Certainly many American moviegoers wish for Hollywood manga based films that faithfully capture the spirit, if not the literal details, of their inspirations. But in reality, those viewers account for only a small minority of a movie’s total audience. Consider the continuing declining income of the American anime industry. If America’s hardcore fan community won’t even support the commercial release of authentic Japanese manga and anime, how can those consumers, along with the larger American market of moviegoers even less enthusiastic about Japanese fiction, be expected to aggressively support the production and release of multi-million dollar American movies inspired by Japanese fiction? Experienced and predisposed afficianados will naturally long for American movies that reflect the cultural and artistic integrity of their manga & anime origins, but those fans don’t reflect the inclinations of average American movie watchers. Making film adaptations respectful to their source material seems intuitive in principle, but doesn’t actually pan out in reality. Dragonball: Evolution earned only $9 million domestically, but I can’t envision it earning substantially more had it faithful adaptated Akira Toriyama’s manga or starred a predominantly Asian cast.

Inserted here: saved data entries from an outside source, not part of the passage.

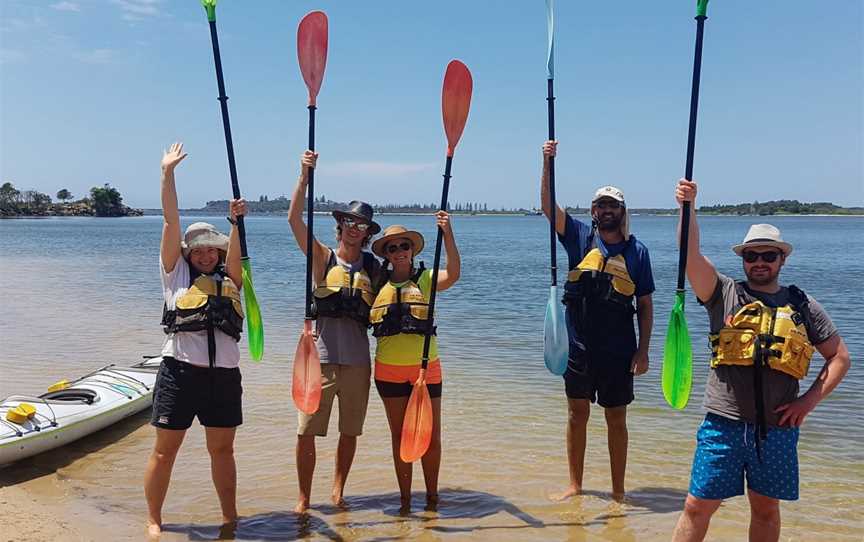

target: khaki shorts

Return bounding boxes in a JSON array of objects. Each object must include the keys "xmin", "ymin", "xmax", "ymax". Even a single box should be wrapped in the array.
[{"xmin": 297, "ymin": 363, "xmax": 371, "ymax": 437}]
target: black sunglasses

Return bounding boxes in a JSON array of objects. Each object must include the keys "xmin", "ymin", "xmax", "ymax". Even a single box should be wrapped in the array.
[
  {"xmin": 742, "ymin": 250, "xmax": 781, "ymax": 263},
  {"xmin": 594, "ymin": 200, "xmax": 621, "ymax": 210},
  {"xmin": 386, "ymin": 242, "xmax": 412, "ymax": 254}
]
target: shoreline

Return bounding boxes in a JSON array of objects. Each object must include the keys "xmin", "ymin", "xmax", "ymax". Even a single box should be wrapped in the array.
[{"xmin": 4, "ymin": 211, "xmax": 863, "ymax": 219}]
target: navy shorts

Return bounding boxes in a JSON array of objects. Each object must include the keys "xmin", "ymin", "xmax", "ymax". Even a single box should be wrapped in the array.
[
  {"xmin": 150, "ymin": 357, "xmax": 243, "ymax": 430},
  {"xmin": 689, "ymin": 413, "xmax": 799, "ymax": 501},
  {"xmin": 563, "ymin": 350, "xmax": 633, "ymax": 408}
]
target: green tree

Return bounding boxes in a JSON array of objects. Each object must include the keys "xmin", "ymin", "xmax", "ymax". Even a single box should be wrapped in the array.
[
  {"xmin": 89, "ymin": 183, "xmax": 124, "ymax": 216},
  {"xmin": 56, "ymin": 189, "xmax": 73, "ymax": 203},
  {"xmin": 0, "ymin": 182, "xmax": 21, "ymax": 214}
]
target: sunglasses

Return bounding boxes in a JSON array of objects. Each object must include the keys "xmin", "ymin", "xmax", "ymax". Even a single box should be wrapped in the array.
[
  {"xmin": 742, "ymin": 250, "xmax": 781, "ymax": 263},
  {"xmin": 341, "ymin": 218, "xmax": 371, "ymax": 232},
  {"xmin": 594, "ymin": 200, "xmax": 621, "ymax": 210},
  {"xmin": 386, "ymin": 242, "xmax": 412, "ymax": 254}
]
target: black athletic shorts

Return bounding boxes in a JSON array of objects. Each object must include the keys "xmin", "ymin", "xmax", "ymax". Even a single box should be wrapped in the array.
[
  {"xmin": 151, "ymin": 356, "xmax": 243, "ymax": 430},
  {"xmin": 375, "ymin": 380, "xmax": 442, "ymax": 399},
  {"xmin": 563, "ymin": 350, "xmax": 633, "ymax": 408}
]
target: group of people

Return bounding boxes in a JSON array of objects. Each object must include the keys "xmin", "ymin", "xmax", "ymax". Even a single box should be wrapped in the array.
[{"xmin": 142, "ymin": 140, "xmax": 850, "ymax": 542}]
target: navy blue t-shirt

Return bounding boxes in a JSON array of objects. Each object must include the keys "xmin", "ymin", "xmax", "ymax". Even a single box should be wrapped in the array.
[{"xmin": 557, "ymin": 214, "xmax": 655, "ymax": 356}]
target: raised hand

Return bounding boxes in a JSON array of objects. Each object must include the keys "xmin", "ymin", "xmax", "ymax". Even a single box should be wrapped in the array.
[
  {"xmin": 675, "ymin": 179, "xmax": 698, "ymax": 206},
  {"xmin": 161, "ymin": 142, "xmax": 188, "ymax": 172}
]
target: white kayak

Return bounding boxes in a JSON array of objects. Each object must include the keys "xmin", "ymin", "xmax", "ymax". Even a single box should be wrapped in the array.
[{"xmin": 0, "ymin": 356, "xmax": 163, "ymax": 466}]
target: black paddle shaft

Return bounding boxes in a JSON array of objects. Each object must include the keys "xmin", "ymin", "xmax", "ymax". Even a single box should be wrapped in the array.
[
  {"xmin": 676, "ymin": 15, "xmax": 707, "ymax": 291},
  {"xmin": 547, "ymin": 77, "xmax": 558, "ymax": 286},
  {"xmin": 207, "ymin": 20, "xmax": 249, "ymax": 258},
  {"xmin": 304, "ymin": 105, "xmax": 317, "ymax": 320},
  {"xmin": 420, "ymin": 155, "xmax": 453, "ymax": 368}
]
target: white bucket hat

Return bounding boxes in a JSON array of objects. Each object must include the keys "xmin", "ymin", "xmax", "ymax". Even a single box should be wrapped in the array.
[
  {"xmin": 181, "ymin": 222, "xmax": 229, "ymax": 258},
  {"xmin": 592, "ymin": 185, "xmax": 630, "ymax": 240},
  {"xmin": 732, "ymin": 224, "xmax": 793, "ymax": 257}
]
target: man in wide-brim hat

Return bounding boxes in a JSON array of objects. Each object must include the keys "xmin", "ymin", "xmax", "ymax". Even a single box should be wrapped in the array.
[
  {"xmin": 540, "ymin": 139, "xmax": 656, "ymax": 503},
  {"xmin": 671, "ymin": 179, "xmax": 849, "ymax": 542},
  {"xmin": 287, "ymin": 149, "xmax": 382, "ymax": 513}
]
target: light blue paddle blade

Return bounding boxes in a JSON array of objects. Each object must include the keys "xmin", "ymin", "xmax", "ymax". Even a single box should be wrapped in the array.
[
  {"xmin": 544, "ymin": 285, "xmax": 568, "ymax": 375},
  {"xmin": 545, "ymin": 0, "xmax": 555, "ymax": 79}
]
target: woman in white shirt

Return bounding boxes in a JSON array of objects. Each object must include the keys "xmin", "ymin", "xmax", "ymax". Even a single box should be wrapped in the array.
[{"xmin": 144, "ymin": 142, "xmax": 247, "ymax": 538}]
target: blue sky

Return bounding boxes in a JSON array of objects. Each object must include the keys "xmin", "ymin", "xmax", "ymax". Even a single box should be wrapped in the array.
[{"xmin": 1, "ymin": 0, "xmax": 861, "ymax": 209}]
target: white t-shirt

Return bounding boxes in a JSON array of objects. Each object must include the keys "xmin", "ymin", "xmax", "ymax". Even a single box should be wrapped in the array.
[{"xmin": 160, "ymin": 257, "xmax": 241, "ymax": 369}]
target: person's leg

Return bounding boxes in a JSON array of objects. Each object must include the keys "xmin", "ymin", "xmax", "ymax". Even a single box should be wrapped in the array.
[
  {"xmin": 604, "ymin": 405, "xmax": 628, "ymax": 501},
  {"xmin": 144, "ymin": 428, "xmax": 187, "ymax": 537},
  {"xmin": 555, "ymin": 398, "xmax": 590, "ymax": 500},
  {"xmin": 671, "ymin": 494, "xmax": 723, "ymax": 542},
  {"xmin": 747, "ymin": 490, "xmax": 780, "ymax": 542},
  {"xmin": 295, "ymin": 365, "xmax": 338, "ymax": 513},
  {"xmin": 380, "ymin": 391, "xmax": 413, "ymax": 511},
  {"xmin": 332, "ymin": 364, "xmax": 371, "ymax": 507},
  {"xmin": 204, "ymin": 427, "xmax": 239, "ymax": 524},
  {"xmin": 420, "ymin": 394, "xmax": 442, "ymax": 508}
]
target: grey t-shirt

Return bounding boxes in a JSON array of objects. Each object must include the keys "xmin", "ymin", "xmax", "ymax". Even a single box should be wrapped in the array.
[
  {"xmin": 701, "ymin": 273, "xmax": 837, "ymax": 426},
  {"xmin": 314, "ymin": 250, "xmax": 380, "ymax": 366}
]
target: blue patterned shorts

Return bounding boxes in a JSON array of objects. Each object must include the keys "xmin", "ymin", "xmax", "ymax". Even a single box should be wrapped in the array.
[{"xmin": 689, "ymin": 413, "xmax": 799, "ymax": 501}]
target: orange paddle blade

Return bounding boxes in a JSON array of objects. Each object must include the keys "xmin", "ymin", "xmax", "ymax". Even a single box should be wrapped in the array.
[
  {"xmin": 442, "ymin": 60, "xmax": 473, "ymax": 157},
  {"xmin": 292, "ymin": 320, "xmax": 322, "ymax": 414},
  {"xmin": 399, "ymin": 380, "xmax": 433, "ymax": 463},
  {"xmin": 297, "ymin": 11, "xmax": 328, "ymax": 106}
]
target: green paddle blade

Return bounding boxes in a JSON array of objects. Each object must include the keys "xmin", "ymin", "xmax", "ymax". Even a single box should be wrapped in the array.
[
  {"xmin": 241, "ymin": 258, "xmax": 263, "ymax": 361},
  {"xmin": 662, "ymin": 290, "xmax": 692, "ymax": 409},
  {"xmin": 544, "ymin": 285, "xmax": 569, "ymax": 375}
]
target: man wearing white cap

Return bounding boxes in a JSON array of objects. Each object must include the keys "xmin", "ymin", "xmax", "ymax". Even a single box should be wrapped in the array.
[
  {"xmin": 672, "ymin": 180, "xmax": 850, "ymax": 542},
  {"xmin": 540, "ymin": 140, "xmax": 655, "ymax": 501}
]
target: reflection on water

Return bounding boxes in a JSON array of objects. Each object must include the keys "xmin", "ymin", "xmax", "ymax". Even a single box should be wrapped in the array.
[{"xmin": 1, "ymin": 215, "xmax": 862, "ymax": 540}]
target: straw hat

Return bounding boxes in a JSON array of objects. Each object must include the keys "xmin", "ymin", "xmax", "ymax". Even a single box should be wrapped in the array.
[
  {"xmin": 732, "ymin": 224, "xmax": 793, "ymax": 256},
  {"xmin": 371, "ymin": 225, "xmax": 425, "ymax": 258}
]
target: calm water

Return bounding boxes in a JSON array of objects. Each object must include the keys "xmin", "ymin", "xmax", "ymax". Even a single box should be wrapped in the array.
[{"xmin": 1, "ymin": 214, "xmax": 862, "ymax": 541}]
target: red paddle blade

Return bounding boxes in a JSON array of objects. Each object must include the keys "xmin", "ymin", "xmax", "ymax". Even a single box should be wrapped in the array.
[
  {"xmin": 399, "ymin": 380, "xmax": 433, "ymax": 463},
  {"xmin": 297, "ymin": 11, "xmax": 328, "ymax": 106},
  {"xmin": 292, "ymin": 320, "xmax": 322, "ymax": 414},
  {"xmin": 442, "ymin": 60, "xmax": 473, "ymax": 157}
]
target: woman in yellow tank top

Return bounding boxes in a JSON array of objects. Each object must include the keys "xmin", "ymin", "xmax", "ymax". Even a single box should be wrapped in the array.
[{"xmin": 369, "ymin": 211, "xmax": 460, "ymax": 512}]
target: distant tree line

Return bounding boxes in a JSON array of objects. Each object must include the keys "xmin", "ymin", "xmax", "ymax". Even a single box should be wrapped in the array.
[
  {"xmin": 698, "ymin": 200, "xmax": 864, "ymax": 216},
  {"xmin": 0, "ymin": 181, "xmax": 141, "ymax": 217}
]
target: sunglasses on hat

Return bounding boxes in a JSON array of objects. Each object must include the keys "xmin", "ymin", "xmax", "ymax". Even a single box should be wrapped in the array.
[
  {"xmin": 341, "ymin": 218, "xmax": 371, "ymax": 232},
  {"xmin": 742, "ymin": 250, "xmax": 781, "ymax": 263},
  {"xmin": 386, "ymin": 242, "xmax": 412, "ymax": 254}
]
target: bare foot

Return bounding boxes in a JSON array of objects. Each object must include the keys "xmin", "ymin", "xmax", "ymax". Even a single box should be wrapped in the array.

Transformers 2 is crude, sexist, racist, xenophobic, and outright dumb. It posits an American executive branch distrustful of aliens. It depicts a typical American calling quintessential French cuisine “disgusting.” Apart from including transforming sentient robots, it has practically nothing to do with the original Japanese animation. And it’s earned over $300 million in America alone in just two weeks of release. The majority of Americans don’t want to see “manga” films; they want to see American films that have the creativity and excitement found in manga and anime.